Gelir vergisi tarifesinin ilk basamağının, geçmiş yıllarda olduğu gibi, yıllık asgari ücret brüt tutarı toplamının (fazla mesai, yol, yemek, yakacak yardımları gibi ek menfaatler de dikkate alınarak) bir miktar üzerinde tespit edilmesi, diğer vergi tarifesi oranlarının da ilk dilim esas alınarak çalışan lehine güncellenmesi gerekmektedir. Asgari ücret istisnası vergiden değil, matrahtan indirim yöntemiyle uygulanmalıdır. Mevcut uygulamada asgari ücret vergi dışı bırakılmasına rağmen ücretliler aleyhine sonuca yol açmıştır.

Vergi matrahı -eskiden olduğu gibi- ücretli çalışanların lehine farklılaşmalı asgari ücret sonrası ilk vergi basamağı için uygulanacak oran da yüzde 10 olmalıdır.

İşçiler hem kaynaktan kesilen doğrudan vergiler hem de harcamalar yoluyla dolaylı vergi ödemeleri nedeniyle çifte vergilendirmeye tabi tutulmaktadır. Bu kapsamda, çalışanlar üzerindeki doğrudan ve dolaylı vergiler azaltılmalıdır. Bu kapsamda, ailesiyle birlikte yaşamını sürdürmesi için yaptığı temel ve zorunlu harcamaları (eğitim, sağlık, kira, ulaşım vb.) ödenen gelir vergisinden istisna tutulmalıdır. Harcamalarında ağırlıklı yer kaplayan doğalgaz, elektrik, su, ulaşım ve iletişim hizmetleri tüketiminden alınan KDV yüzde 1’e düşürülmelidir. Temel tüketim mallarından alınan KDV sıfırlanmalıdır.

Öte yandan, işverenin sosyal güvenlik primi düşürülmüş ve buradan doğan milyarlarca liralık gelir kaybı Hazine tarafından karşılanmaktadır. Ancak işçilerin sosyal güvenlik priminde bir indirim yapılmamıştır. Sosyal devletin koruyucu vasfı öncelikle düşük gelirli olan ücretli çalışanlar için olmalıdır.  İşverenlere sağlanan sosyal güvenlik prim desteğinin benzeri bir destek işçilere de verilmeli ve işçilerin sosyal güvenlik haklarında bir kayıp yaratmayacak şekilde işçi SGK prim payının 5 puanı bütçeden karşılanmalıdır.

Böylece işçilerin milli gelirden hak ettikleri payı almaları sağlanmalıdır.

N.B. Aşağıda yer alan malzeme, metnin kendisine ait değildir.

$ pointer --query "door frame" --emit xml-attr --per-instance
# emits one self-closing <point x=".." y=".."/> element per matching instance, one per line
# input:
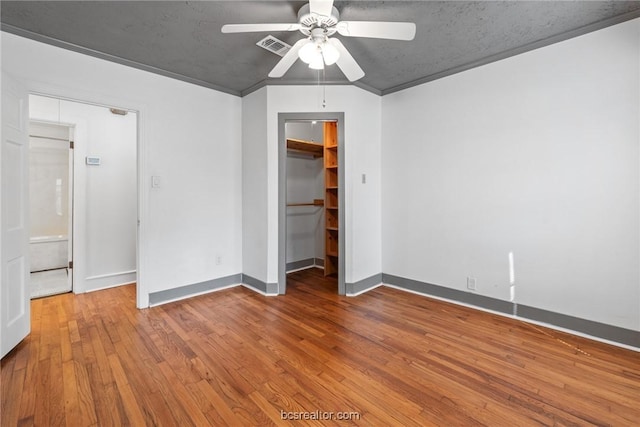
<point x="142" y="294"/>
<point x="283" y="118"/>
<point x="71" y="190"/>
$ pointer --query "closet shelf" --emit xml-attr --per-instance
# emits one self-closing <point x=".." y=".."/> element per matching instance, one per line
<point x="306" y="147"/>
<point x="316" y="202"/>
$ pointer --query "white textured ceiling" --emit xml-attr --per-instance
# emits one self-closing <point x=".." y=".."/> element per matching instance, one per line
<point x="183" y="39"/>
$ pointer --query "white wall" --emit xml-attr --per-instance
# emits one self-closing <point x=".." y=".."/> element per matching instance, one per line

2-Enflasyonla Mücadele Ücretleri Düşük Tutarak Sağlanamaz.  

TÜİK, Haziran ayı enflasyon oranını yüzde 1,64, altı aylık enflasyonu da yüzde 24,7 olarak açıklamıştır. İşçi, memur ve emekli maaşları bu zam oranları dikkate alınarak artırılmaktadır. Ancak bu kesimlerden önemli bir bölümü bu açıklanan oranları dahi alamamaktadır.

Kaldı ki; açıklanan enflasyon ile yaşanan enflasyon arasında büyük bir fark vardır. İşçinin elde ettiği gelirle zorunlu temel ihtiyaçlarını karşılamasının mümkün olmadığı bu dönemde, emekçilerin başta gıda olmak üzere temel harcama kalemlerindeki artış oranları ile TÜİK enflasyon oranı arasında ciddi bir fark ortaya çıkmaktadır.

Açıklanan enflasyon rakamlarına göre söz konusu zam oranları henüz ücretlere ve maaşlara yansımamışken elektrik fiyatına yüzde 38 zam yapılmıştır. Elektrik fiyatına yapılan zammı akaryakıt zammı takip etmiştir. Akaryakıt fiyatlarında yaşanan artışın akabinde hammadde ve nakliye maliyetlerinde yaşanacak artışa bağlı olarak birçok temel tüketim maddesi fiyatlarının da artması beklenmektedir.

Dar ve sabit gelirli henüz zamlı maaşını alamadan, yaşamını sürdürmek için yapması zorunlu olan tüm harcama kalemlerine zam gelmektedir. Diğer bir ifadeyle, dar ve sabit gelirlinin alacağı zam daha cebine girmeden satın alma gücünü yitirmiş olmaktadır.

Bu nedenle, ücretleri enflasyonunun temel nedeni olarak gören yaklaşım terk edilmeli, bilimin ışığında enflasyonla mücadele edilerek fiyat artışlarının önüne geçilmesi sağlanmalıdır. Çalışan kesimin yoksullaşması pahasına bir ekonomi politikası sürdürülmemelidir.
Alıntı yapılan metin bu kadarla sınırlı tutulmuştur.